Back in 1981, Reagan passed the biggest tax cut for billionaires and giant corporations in the history of the world, lowering the top rate from around 74% to around 28% and shoveling, in today’s money, trillions to the top 1%.

The result was an explosion in the budget deficit the following year, so Reagan decided something had to be done, requiring the largest tax increases since World War II. But, being a Republican, he put it almost entirely on the shoulders of working people, unemployed people and those receiving Social Security.

Reagan and his Republicans decided that people on Social Security should pay income taxes on Social Security benefits as if they were still working and not retired or disabled.

Tips, he and his GOP buddies figured, were actually part of “wages” even though employers didn’t have to bother paying them, and therefore forced employers to begin counting and reporting tips, and made sure the minimum wage stayed around two bucks an hour and the IRS could now come after tipped employees.

And people on unemployment, Reagan decided, would have to give back to the IRS some of the money they received out of the unemployment trust funds that they, themselves, had paid into throughout their working lives through their employer’s payments.

He also raised taxes substantially on working-class people who still had regular jobs.

When Reagan arrived at the White House, there was a 0% tax bracket for Americans making under the equivalent, in today’s dollars, of around $8,500 a year.

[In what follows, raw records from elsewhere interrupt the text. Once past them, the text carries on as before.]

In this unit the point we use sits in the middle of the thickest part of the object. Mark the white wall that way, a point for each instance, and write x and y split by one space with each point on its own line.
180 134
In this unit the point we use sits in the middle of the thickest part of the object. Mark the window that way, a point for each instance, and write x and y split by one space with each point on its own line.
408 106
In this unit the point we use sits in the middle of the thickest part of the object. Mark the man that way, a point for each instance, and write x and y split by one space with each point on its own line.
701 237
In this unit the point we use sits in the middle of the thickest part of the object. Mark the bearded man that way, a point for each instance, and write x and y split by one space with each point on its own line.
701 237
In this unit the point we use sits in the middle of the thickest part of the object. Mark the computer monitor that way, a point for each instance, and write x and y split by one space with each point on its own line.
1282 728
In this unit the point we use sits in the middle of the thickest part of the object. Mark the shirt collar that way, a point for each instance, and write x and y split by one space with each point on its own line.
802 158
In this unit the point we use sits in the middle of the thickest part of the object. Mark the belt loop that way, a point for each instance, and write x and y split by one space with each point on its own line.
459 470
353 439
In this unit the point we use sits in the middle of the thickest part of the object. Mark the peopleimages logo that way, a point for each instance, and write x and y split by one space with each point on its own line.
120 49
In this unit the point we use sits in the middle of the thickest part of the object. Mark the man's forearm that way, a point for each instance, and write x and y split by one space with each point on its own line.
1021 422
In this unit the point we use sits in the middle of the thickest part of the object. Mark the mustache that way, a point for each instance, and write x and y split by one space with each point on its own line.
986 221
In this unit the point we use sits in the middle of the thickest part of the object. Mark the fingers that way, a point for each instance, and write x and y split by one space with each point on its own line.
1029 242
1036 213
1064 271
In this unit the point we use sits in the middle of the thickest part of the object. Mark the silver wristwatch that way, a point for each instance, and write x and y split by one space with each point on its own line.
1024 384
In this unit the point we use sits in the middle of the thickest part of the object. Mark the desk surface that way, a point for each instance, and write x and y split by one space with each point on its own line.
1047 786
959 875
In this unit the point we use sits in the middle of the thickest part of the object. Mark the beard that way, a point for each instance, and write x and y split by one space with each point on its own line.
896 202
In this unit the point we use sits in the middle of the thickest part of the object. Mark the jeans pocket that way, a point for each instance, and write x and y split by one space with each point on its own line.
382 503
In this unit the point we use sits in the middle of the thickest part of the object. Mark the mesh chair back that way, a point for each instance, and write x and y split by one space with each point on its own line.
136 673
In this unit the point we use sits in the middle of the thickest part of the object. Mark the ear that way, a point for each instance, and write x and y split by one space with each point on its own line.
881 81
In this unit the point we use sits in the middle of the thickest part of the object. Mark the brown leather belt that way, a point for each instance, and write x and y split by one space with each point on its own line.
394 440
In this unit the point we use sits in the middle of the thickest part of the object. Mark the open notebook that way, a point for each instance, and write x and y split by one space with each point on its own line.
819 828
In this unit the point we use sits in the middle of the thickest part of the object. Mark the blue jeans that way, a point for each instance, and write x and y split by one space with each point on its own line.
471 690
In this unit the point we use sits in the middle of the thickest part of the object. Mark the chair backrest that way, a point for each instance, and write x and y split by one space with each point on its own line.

Those folks paid absolutely nothing in income taxes.

Reagan did away with that altogether, so pretty much everybody making less than $29,750 would pay up to a 15% tax rate, and anybody making over $29,750 would be taxed at 28%.

Finally, instead of indexing Social Security payments to one of the cost of living indexes like CPI-E that reflects actual costs of older or disabled people (relying heavily on medical expenses, medication, and food rather than toys, electronics and the price of gas), Reagan stuck us with a COLA irrelevant to retired people and, to as an added slap in the face, massively increased the Social Security tax (essentially doubling it) paid by people making under $37,500.

(People making more than $37,500 under Reagan’s formula then paid no Social Security tax whatsoever on their income above that point, just like people today pay no Social Security taxes whatsoever on income above $137,700. It’s called the “Social Security Tax Cap For Millionaires” and it needs to be repealed as well.)

Reagan also made the “income” that people receive from Social Security benefits subject to taxation by the IRS.

To add insult to injury, Reagan also raised the retirement age from 65 to 67, although to avoid political blow-back in the next few elections, that only applied to people born after 1960, so it comes into full effect next year, in 2022. Reagan is gone, but his tax hikes on working class people roll on.

Given how popular Republicans have made tax cuts, and what a hard time they’d therefore have in opposing them, how about Democrats take a page from their playbook and turn the tables?

How about some tax breaks — or at least a return to pre-Reagan tax fairness — for average and low-income working people and those on retirement, unemployment or who receive tips?

And while we’re at it, let’s clean up Social Security by getting rid of the “Millionaire Cap” that says wealthy people don’t have to pay any Social Security tax at all on most of their income, and also use a more reasonable COLA to determine every year’s benefits.

It’s time to roll back the Reagan tax increases.

Let’s make “income” from Social Security, unemployment benefits and tips — things that pretty much exclusively benefit low income and working class people — free of taxation once again.

Thom Hartmann is a progressive radio talk-show host and the author of “The Hidden History of American Oligarchy” and more than 30 other books in print. He is a writing fellow at the Independent Media Institute. This appeared at hartmannreport.com.